THIRTY five years ago, the Bhundu Boys were so big they even found themselves in the prime real estate spaces of two of America’s biggest newspapers.
Biggie Tembo and his Boys had just played at Wembley, as an undercard of Madonna, in 1987.
The following year, they were starting to be given rave reviews by the American media.
One particular review, in the Los Angeles Times, which was written by Robert Hiburn, on April 11, 1988, captured the impact the Boys from Zim were making.
It went under the headline, ‘Bhundu Boys, An African Sensation.’
“The Bhundus have been one of the surprise sensations of the British pop scene for more than a year, thanks to almost constant touring there and an album, ‘Shabini,’ that was at or near the top of the independent album charts in England for most of 1987,” wrote Hiburn.
“Though previously available here only in import editions, ‘Shabini’ has just been released in the US by Carthage Records, and the Bhundu’s two subsequent LPs are now also available domestically.

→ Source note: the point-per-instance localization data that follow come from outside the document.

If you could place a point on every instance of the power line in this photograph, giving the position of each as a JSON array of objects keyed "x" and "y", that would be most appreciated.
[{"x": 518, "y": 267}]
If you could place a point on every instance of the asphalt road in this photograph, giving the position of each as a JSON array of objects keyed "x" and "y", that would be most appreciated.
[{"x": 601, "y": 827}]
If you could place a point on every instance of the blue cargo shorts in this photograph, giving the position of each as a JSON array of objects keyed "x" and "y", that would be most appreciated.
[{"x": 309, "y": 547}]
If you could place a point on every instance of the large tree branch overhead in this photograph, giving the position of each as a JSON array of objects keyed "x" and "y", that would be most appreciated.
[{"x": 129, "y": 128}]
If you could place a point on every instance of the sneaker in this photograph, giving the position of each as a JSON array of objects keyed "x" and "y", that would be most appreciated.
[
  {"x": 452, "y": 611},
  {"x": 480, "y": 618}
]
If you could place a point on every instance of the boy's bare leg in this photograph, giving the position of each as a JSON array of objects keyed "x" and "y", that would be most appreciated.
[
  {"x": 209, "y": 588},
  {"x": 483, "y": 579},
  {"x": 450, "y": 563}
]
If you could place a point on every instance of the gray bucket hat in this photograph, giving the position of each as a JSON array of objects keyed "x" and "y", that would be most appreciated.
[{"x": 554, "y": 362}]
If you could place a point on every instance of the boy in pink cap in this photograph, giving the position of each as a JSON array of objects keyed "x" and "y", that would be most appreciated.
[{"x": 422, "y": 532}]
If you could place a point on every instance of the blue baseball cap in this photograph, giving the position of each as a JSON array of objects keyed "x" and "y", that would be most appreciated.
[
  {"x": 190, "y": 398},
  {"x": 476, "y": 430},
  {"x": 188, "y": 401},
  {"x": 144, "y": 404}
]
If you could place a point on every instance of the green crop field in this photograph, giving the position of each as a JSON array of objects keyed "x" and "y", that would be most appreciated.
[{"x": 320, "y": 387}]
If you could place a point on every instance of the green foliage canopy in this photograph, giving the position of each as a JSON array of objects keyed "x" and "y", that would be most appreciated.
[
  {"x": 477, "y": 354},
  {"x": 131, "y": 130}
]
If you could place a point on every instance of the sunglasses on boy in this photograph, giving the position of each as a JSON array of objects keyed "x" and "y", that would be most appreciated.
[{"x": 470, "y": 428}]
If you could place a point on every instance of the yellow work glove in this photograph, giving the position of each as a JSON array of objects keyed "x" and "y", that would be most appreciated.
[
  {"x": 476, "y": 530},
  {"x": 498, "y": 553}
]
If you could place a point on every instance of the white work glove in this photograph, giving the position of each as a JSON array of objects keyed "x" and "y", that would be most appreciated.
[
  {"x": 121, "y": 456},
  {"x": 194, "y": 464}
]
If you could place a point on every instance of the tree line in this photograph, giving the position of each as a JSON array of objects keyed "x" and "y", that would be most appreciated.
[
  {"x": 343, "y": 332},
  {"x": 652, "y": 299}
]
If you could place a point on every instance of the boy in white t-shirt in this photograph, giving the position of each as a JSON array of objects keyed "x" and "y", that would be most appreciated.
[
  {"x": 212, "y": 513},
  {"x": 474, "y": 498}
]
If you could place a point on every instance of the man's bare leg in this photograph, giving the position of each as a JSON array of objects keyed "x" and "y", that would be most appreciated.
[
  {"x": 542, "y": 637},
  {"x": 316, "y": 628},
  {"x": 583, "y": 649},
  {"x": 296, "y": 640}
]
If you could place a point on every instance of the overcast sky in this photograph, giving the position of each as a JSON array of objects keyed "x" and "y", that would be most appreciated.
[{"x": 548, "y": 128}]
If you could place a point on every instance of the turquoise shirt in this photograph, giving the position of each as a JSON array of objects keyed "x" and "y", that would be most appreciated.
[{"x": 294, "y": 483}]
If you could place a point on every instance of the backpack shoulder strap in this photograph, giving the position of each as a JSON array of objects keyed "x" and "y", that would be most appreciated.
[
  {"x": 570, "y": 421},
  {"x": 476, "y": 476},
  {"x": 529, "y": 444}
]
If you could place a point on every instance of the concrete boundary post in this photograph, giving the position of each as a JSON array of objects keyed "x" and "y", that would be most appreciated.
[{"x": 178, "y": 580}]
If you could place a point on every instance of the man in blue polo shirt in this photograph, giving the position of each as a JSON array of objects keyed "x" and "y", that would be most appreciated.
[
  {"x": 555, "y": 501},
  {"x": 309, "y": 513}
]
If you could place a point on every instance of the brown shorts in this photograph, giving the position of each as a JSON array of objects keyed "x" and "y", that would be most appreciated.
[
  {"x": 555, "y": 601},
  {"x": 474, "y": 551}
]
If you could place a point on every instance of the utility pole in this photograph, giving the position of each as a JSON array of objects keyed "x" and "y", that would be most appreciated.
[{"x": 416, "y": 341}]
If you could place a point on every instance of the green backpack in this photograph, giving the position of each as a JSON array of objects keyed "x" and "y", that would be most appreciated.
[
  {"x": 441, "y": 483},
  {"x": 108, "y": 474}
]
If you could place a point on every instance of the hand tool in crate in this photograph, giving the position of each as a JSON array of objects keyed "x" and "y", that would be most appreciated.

“While the albums (especially ‘Shabini’) are attractive introductions, the Bhundus are best appreciated live, where they infuse their music with such an enticing sense of rhythm and life that the group makes most Western rock bands seem haplessly stiff.
“Radio airplay – the key to widespread acceptance in this country – may be difficult for a band that doesn’t sing in English, but it’s nice to think that the music itself may be enough for the Bhundus.
“If the quintet shifts its attention from England to the United States, it could mark the start here of a lasting appreciation of African Pop.”
They had just made their debut in the United States.
“The Bhundu Boys, the deliciously appealing quintet from Zimbabwe that made its local debut Saturday at the Music Machine in West Los Angeles, may finally be the band to break the African Pop stalemate in this country,” noted Hiburn.
“US audiences have shown affection for African groups touring here for the first time, but they’ve also exhibited a discouraging tendency to look ahead to the next newcomer rather than build permanent attachments to those they’ve already seen.
“On one hand, it’s easy to dismiss the pop audience here as simply cultural sightseers who respond to the novelty and colour of an evening with an exotic foreign band.
“But the African musicians too may contribute to the problem. Many of the groups − including King Sunny Ade and Ladysmith Black Mambazo − appear to play all their cards the first time around.
“So what makes the Bhundus different?
“The quintet plays a tough and focused form of dance music, called jit, that is seasoned with a strong Caribbean lilt and some Louisiana R & B reminiscent of the Meters.
“The Bhundus also seem to share the Western fondness for musical change, so that you do sense some movement from album to album.
“Mostly, however, this is simply a sensational group.
“Singer-guitarist Biggie Tembo is a charismatic and convincing frontman who works hard at involving the audience.
“Though he sings mostly in the Shona language, he speaks between songs in English.
“The group’s style mixes guitar and keyboard textures in ways that serve up both the silky zest associated with Paul Simon’s ‘Graceland’ album and the warm sense of community identified with a roots-conscious American group like Los Lobos.”